The remaining matters discussed by counsel relate mainly to the sufficiency of the evidence to justify the findings that all the water flowing into the ditch during the irrigating season is used and required for use upon the lands of the ditch company's shareholders. If the ditch supplies to them the quantity claimed by defendants, and the area of land irrigated is no greater than the record seems to show-less than one hundred and fifty acres then it would appear that the absorptive quality of the land is amazing, though, of course, not impossible. This circumstance, however, addresses itself chiefly as a monitory consideration to the trial court, which no doubt will take care that no unnecessary waste of the element is permitted (Barrows v. Fox, supra; Shenandoah etc. Co. v. Morgan, 106 Cal. 409; Roeder v. Stein (Nev.), 42 Pac. Rep. 867); in this court, there being no finding fixing the extent of the appropriation and use, there is little advantage in considering the effect of testimony tending to show what the finding might have been.
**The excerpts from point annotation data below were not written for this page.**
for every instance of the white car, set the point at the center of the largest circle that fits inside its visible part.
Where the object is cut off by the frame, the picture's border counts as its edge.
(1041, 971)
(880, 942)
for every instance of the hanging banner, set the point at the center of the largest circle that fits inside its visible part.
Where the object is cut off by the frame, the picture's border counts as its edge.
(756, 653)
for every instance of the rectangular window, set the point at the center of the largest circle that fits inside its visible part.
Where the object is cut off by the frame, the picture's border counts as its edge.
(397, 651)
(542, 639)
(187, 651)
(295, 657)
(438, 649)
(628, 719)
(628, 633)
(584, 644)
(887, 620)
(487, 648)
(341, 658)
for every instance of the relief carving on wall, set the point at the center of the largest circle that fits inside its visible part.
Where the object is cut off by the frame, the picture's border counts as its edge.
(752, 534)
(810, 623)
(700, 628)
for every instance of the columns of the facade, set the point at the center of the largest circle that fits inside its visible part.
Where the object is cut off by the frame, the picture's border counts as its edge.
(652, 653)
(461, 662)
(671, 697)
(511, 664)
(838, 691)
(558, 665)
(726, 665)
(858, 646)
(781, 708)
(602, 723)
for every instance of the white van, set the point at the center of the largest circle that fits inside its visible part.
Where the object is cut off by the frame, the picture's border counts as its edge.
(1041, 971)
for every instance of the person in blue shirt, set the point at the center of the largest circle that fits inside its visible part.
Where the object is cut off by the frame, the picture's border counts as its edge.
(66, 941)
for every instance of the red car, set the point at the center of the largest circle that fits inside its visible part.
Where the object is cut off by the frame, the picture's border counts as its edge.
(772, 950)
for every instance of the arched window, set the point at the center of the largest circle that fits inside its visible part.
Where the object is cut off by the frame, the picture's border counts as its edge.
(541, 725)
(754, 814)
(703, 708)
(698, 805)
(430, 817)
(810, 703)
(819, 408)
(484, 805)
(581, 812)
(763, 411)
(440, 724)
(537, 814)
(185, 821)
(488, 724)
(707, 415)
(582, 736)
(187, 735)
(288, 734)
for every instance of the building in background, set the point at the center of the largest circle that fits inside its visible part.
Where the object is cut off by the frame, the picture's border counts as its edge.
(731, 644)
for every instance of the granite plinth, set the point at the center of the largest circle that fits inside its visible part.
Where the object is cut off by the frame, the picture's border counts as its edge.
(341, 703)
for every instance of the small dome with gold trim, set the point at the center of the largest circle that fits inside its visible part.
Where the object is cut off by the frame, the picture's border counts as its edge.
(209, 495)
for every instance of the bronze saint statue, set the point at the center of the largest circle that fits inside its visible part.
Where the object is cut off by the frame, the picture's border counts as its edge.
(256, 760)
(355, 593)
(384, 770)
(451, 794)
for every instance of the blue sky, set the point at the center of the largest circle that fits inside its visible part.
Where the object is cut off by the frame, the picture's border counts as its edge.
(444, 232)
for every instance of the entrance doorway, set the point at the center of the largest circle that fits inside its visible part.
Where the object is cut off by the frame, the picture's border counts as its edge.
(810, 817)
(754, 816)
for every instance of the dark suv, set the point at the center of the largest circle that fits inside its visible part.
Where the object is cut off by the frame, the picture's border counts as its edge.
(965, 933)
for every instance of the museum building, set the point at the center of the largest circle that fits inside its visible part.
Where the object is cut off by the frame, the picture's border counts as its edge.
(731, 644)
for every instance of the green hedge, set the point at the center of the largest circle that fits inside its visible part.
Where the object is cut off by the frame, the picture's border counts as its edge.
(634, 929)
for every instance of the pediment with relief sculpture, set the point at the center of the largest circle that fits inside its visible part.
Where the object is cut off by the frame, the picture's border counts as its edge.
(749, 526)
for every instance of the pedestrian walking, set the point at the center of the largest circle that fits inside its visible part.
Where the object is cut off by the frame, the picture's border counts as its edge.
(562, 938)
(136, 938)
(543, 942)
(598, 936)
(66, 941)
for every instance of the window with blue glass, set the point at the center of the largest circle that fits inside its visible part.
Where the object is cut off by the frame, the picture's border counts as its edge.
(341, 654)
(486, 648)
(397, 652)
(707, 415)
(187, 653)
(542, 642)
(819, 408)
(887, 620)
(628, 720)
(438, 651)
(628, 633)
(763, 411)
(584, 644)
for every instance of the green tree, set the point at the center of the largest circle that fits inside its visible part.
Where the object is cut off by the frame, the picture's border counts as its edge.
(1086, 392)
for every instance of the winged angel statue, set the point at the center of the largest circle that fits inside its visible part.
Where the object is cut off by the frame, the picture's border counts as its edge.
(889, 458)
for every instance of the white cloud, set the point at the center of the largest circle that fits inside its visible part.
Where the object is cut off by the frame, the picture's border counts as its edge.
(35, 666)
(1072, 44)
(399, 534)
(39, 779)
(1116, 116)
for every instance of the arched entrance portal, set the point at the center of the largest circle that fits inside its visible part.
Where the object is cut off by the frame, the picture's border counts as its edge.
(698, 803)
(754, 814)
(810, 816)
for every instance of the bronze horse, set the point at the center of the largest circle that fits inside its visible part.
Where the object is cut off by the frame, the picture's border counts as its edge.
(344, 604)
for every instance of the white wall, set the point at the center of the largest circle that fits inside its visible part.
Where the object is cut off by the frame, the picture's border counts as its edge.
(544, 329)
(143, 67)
It should be said, however, that appellant mistakes in assuming, as it apparently does, that the ditch company can defend only for the interests of those of its shareholders who appear and make proof of their several claims; its right, as trustee for all the shareholders, is to establish its claim to all the water owned and controlled by it for their benefit, whether the individuals to whom the water is apportionable are before the court or not.
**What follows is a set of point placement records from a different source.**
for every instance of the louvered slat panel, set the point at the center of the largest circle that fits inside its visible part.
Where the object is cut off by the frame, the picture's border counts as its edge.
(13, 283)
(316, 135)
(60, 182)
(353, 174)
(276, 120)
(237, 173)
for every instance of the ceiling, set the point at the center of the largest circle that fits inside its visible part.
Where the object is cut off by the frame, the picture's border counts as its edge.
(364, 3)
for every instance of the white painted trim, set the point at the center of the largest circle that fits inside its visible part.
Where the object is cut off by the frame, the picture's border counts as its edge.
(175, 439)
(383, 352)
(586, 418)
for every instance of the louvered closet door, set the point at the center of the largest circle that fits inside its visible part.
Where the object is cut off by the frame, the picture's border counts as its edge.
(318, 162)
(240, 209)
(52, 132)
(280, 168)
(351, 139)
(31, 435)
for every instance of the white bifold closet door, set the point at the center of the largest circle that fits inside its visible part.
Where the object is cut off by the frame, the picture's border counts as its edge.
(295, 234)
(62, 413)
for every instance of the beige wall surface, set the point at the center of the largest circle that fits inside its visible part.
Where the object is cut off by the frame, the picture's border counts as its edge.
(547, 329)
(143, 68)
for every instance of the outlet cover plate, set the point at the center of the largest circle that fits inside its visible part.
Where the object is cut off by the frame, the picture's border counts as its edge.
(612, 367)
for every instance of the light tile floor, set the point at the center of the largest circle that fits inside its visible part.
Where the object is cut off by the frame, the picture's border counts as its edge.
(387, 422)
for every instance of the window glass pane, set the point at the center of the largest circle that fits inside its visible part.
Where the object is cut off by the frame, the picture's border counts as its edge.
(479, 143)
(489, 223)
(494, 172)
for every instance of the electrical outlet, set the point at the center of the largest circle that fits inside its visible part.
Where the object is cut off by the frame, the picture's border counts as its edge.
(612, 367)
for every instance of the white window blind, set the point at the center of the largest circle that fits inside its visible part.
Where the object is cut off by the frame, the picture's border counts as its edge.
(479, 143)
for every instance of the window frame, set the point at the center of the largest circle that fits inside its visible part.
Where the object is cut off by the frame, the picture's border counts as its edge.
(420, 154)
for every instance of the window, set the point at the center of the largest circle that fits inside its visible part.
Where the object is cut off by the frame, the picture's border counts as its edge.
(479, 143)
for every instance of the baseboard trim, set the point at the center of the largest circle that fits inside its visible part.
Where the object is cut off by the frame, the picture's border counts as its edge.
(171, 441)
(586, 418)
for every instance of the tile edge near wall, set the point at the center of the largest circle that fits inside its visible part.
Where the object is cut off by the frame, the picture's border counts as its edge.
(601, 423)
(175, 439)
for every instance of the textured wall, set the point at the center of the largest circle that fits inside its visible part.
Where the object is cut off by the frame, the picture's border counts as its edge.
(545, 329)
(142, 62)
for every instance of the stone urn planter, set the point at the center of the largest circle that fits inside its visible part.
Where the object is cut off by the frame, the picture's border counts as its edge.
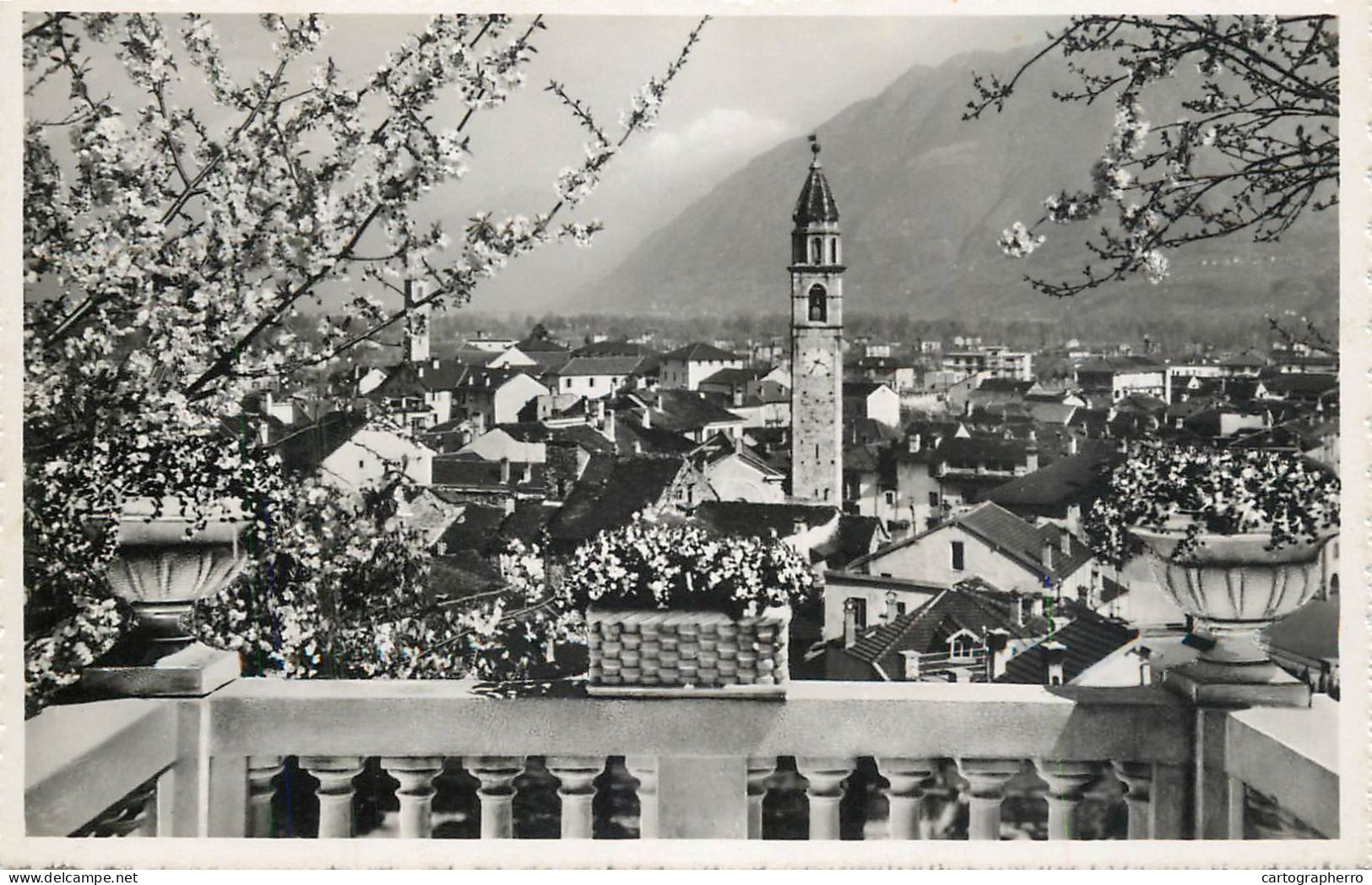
(164, 562)
(687, 654)
(1234, 586)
We recommend that the judgment and order be reversed and the cause remanded for a new trial.

SEARLS, C., and HAYNES, C., concurred.

For the reasons given in the foregoing opinion the judgment and order are reversed and the cause remanded for a new trial.

MCFARLAND, J., TEMPLE, J., HENSHAW, J.

[No. 18368. In Bank.-April 1, 1896.]

STOCKTON SAVINGS AND LOAN SOCIETY, RE-
SPONDENT, V. R. B. PURVIS, SHERIFF OF STANIS-
LAUS COUNTY, APPELLANT.

LANDLORD AND TENANT-ORAL LEASE-CASH RENT-RESERVATION OF TITLE TO CROP-CONSTRUCTION OF CONTRACT--SECRET LIEN-ATTACHMENT.--An oral lease of land for a fixed annual cash rental, with an understanding that the title to the crop was to remain in the landlord during the term, and that the crop was to be hauled to the nearest warehouse and stored in the name of the landlord, who was to receive the cash rental from the sale thereof, and render the overplus, if any, to the tenant, is to be construed, as a whole, as intended to give security to the landlord for payment of the cash rental, and to create a secret lien upon the growing crop, as such security, without complying with the chattel mortgage law; and the oral provision for title in the landlord must fail, in view of the intention of the parties for security, as evidenced by the whole contract; nor can the secret lien stand as against an attachment levied on the growing crop as the property of the tenant by his creditor.

ID.--TERMS OF CONTRACT NOT CONCLUSIVE.--No clause in a contract in terms locating the title to the property forming the subject matter of the contract in one of the parties is controlling upon a court, as against the provisions of the contract, taken as a whole, locating the title in the other party; nor is there anything in the name given to a contract, which can bind or control the court; but the true construction of the contract is to be determined by the legal effect of it considered as a whole, in view of the ruling intention of the parties, gathered from all the language used.

APPEAL from a judgment of the Superior Court of Stanislaus County. WILLIAM O. MINOR, Judge.

The facts are stated in the opinion of the court.

H. G. W. Dinkelspiel, and Stonesifer & Needham, for Appellant.

A landlord cannot acquire a lien for rent, reserved in the lease, or the value of the use and occupation of the land, to the exclusion of creditors of the tenant. (Civ. Code, sec. 2888; Hitchcock v. Hasset, 71 Cal. 331; Farnum v. Hefner, 79 Cal. 582; 12 Am. St. Rep. 174.) No lien attached, if any attached at all, or was to attach, until the grain was stored in the nearest warehouse. (Civ. Codé, sec. 2986; Hathaway v. Brayman, 42 N. Y.